Back in Easter 2014, the two BTP boys, and occasional accomplice Jack, set off to investigate pillboxes once defending Rochford airfield – now Southend airport. This is when the article was written and most of the photographs taken at this time – since then, ongoing development has changed much of the farmland but the pillboxes mostly survive as of 2021. The airfield began life as a significant Royal Flying Corps aerodrome in 1916 during the First World War. Although it became an airport in 1935, it wasn’t designated for civilian use until late 1946, after the war. Using sources such as the Defence of Britain Project, coupled with Google Earth, we were able to mark out the locations of several pillboxes and defensive structures on a map we printed out of the area. Within the airport grounds, a battle headquarters bunker and several Pickett-Hamilton forts also survive, but as of yet we are yet to investigate these.
South-East Pillbox – Type 22
The first pillbox we saw was bare concrete and of Type 24 design (guide to pillbox variants here). It was hidden behind the McDonalds car park, facing out onto Rochford Road. It was accessible but featured a fair degree of graffiti inside.
East Pillbox – Type 22
After this we crossed the railway line via the bridge that the road continued onto, with some old signage to be seen. We passed the current airfield control tower, the Avro Vulcan bomber (an impressive model of plane used by the RAF from 1956 up to 1984) that the airport holds there, and another Type 24 pillbox similar to the one we saw first. Still heading along the Rochford Road-side, we made an impressive discovery. Jack spotted what appeared to be an Anderson shelter from the Second World War. It looked old enough, and has been confirmed to likely have been one, although possibly lifted (originally sunk into the ground for extra strength against bombing). You can read more about that here.
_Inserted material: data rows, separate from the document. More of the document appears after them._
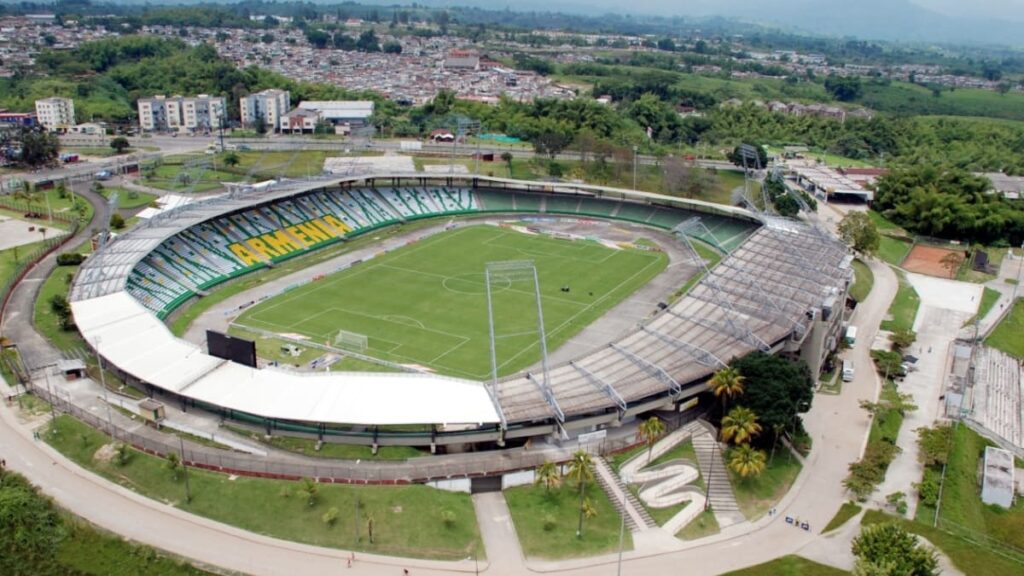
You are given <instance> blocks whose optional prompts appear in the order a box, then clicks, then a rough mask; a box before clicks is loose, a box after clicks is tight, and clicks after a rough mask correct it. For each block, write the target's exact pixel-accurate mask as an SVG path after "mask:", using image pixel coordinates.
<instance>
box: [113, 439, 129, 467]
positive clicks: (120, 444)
mask: <svg viewBox="0 0 1024 576" xmlns="http://www.w3.org/2000/svg"><path fill="white" fill-rule="evenodd" d="M130 460H131V448H129V447H128V445H127V444H125V443H120V444H118V445H117V446H115V447H114V463H115V464H117V465H118V466H124V465H125V464H127V463H128V462H129V461H130Z"/></svg>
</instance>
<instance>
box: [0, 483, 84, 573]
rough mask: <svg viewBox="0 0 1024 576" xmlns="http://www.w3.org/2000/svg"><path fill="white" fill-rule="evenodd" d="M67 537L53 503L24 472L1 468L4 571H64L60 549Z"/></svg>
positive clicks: (28, 572)
mask: <svg viewBox="0 0 1024 576" xmlns="http://www.w3.org/2000/svg"><path fill="white" fill-rule="evenodd" d="M66 536H67V530H66V528H65V526H63V523H62V521H61V520H60V516H59V515H58V513H57V510H56V508H55V507H54V506H53V504H52V502H51V501H50V500H49V499H48V498H46V497H45V496H43V495H42V494H40V493H39V492H38V491H37V490H36V488H35V487H34V486H33V485H32V484H31V483H30V482H29V481H28V480H26V478H25V477H23V476H22V475H18V474H15V472H12V471H8V470H5V469H3V468H0V574H12V575H30V574H31V575H36V574H63V573H65V571H66V569H61V567H60V565H59V562H58V560H57V550H58V548H59V546H60V542H61V540H63V538H65V537H66Z"/></svg>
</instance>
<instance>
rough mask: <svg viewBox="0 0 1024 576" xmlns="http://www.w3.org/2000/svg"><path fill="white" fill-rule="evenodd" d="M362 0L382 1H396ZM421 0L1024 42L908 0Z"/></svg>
mask: <svg viewBox="0 0 1024 576" xmlns="http://www.w3.org/2000/svg"><path fill="white" fill-rule="evenodd" d="M322 1H323V0H322ZM361 1H362V2H365V3H382V4H393V3H394V2H395V0H361ZM410 1H412V0H410ZM919 1H927V0H919ZM957 1H959V0H957ZM407 3H408V2H407ZM419 4H421V5H428V6H434V7H440V6H458V5H470V6H477V7H481V8H488V9H494V10H501V9H505V8H508V9H511V10H515V11H524V10H536V11H562V12H573V13H585V14H589V15H593V16H597V15H599V14H601V13H604V12H610V13H617V14H628V13H633V14H658V15H678V16H688V17H709V16H724V17H729V18H735V19H741V20H745V22H750V23H757V24H766V25H771V26H772V27H777V28H782V29H786V30H792V31H800V32H804V33H810V34H816V35H825V36H840V37H847V36H848V37H856V38H861V39H865V40H891V41H903V42H914V43H919V42H941V43H981V44H1004V45H1010V46H1022V45H1024V35H1022V34H1021V24H1020V22H1019V20H1021V19H1024V15H1022V14H1019V13H1015V14H1014V17H1012V18H1001V19H995V18H984V17H963V16H961V17H954V16H950V15H946V14H942V13H939V12H937V11H934V10H930V9H928V8H925V7H923V6H922V5H920V4H918V3H914V2H912V1H910V0H632V1H631V2H628V3H623V2H622V1H621V0H554V1H551V0H516V1H515V2H506V3H502V2H500V1H499V2H495V1H494V0H419ZM1017 11H1018V12H1019V11H1021V10H1019V9H1018V10H1017ZM989 13H990V12H989ZM1014 20H1018V22H1014Z"/></svg>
North-East Pillbox – Cantilever
After a few directions from the locals, and a walk through a public park, we ended up at another type of pillbox – this time, of ‘Cantilever’ design, which we would see two more of later on. Cantilever ‘mushroom’ pillboxes were designed and built by F C Construction for airfield defence, and ’53 examples are still extant’. The roof was disconnected from the sides of the pillbox, supported only by a large central pillar, meaning a 360 degree firing slit was possible. They featured a rail around the sides of the slit for the mounting of weapons. The slit was only slightly higher than ground level, as the main pillbox body was sunken, enabling what appeared to be an effective defence. This one was against the railway fence, although a way from the actual track. Its door and firing slit was bricked up. There was a total of four of these pillboxes around RAF Rochford as of 2014, and we have covered two here, with another two existing south of the mystery bunker covered later.
North Pillbox, Type 22
We next passed a hut which looked as if it was likely to have been from the days of the Rochford airfield, underground some kind of conversion or restoration work which seemed to be fairly vacant. The three of us then joined up with Rochford Hundred Golf Course, finding a pillbox on the outskirts with a fresh puddle inside. We looked out at the golfers, all over 50, wondering which bad-boy could’ve been responsible. It was rendered in brick from the casting process, although much of this had crumbled away to reveal the concrete underneath.
Mystery Bunker, North-West Cantilever & NW Type 22 Pillbox
Next we passed a few derelict planes within the airport site, and a small stream. This lead us out onto a field where we would see the last four pillboxes together. One of the bunkers is mysterious, and has been proposed as being either a possible ammo store (‘magazine’), shelter, or a command bunker as someone commented on our documentary, although it wouldn’t have been used for firing upon enemies. It has been suggested that it may have been for a light anti-aircraft gun battery or pit. It was basically a covered brick pit sunken far into the ground, with steps going down into it. Although beyond the airport fence, these fields would originally have been part of the site of the airfield. Finally, we checked out two more cantilever pillboxes in that field, along with another Type 24. One of the cantilevers had an aircraft tyre in, which looked rather old too!
We revisited this pillbox in early 2021, with the once-idyllic countryside swallowed up by ongoing development. However, the pillboxes of RAF Rochford have fortunately been kept and fenced off – for now, along with the above ‘command post’ bunker. We visited this one by chance, so the photographs were only taken on a phone. We found a rather nice barbed wire screw picket next to it, probably original. Here are pictures showing it 7 years on:
South-West Type 22
Based to the south-west of the runway, this pillbox is accessible via a public footpath and was explored separately in May 2013.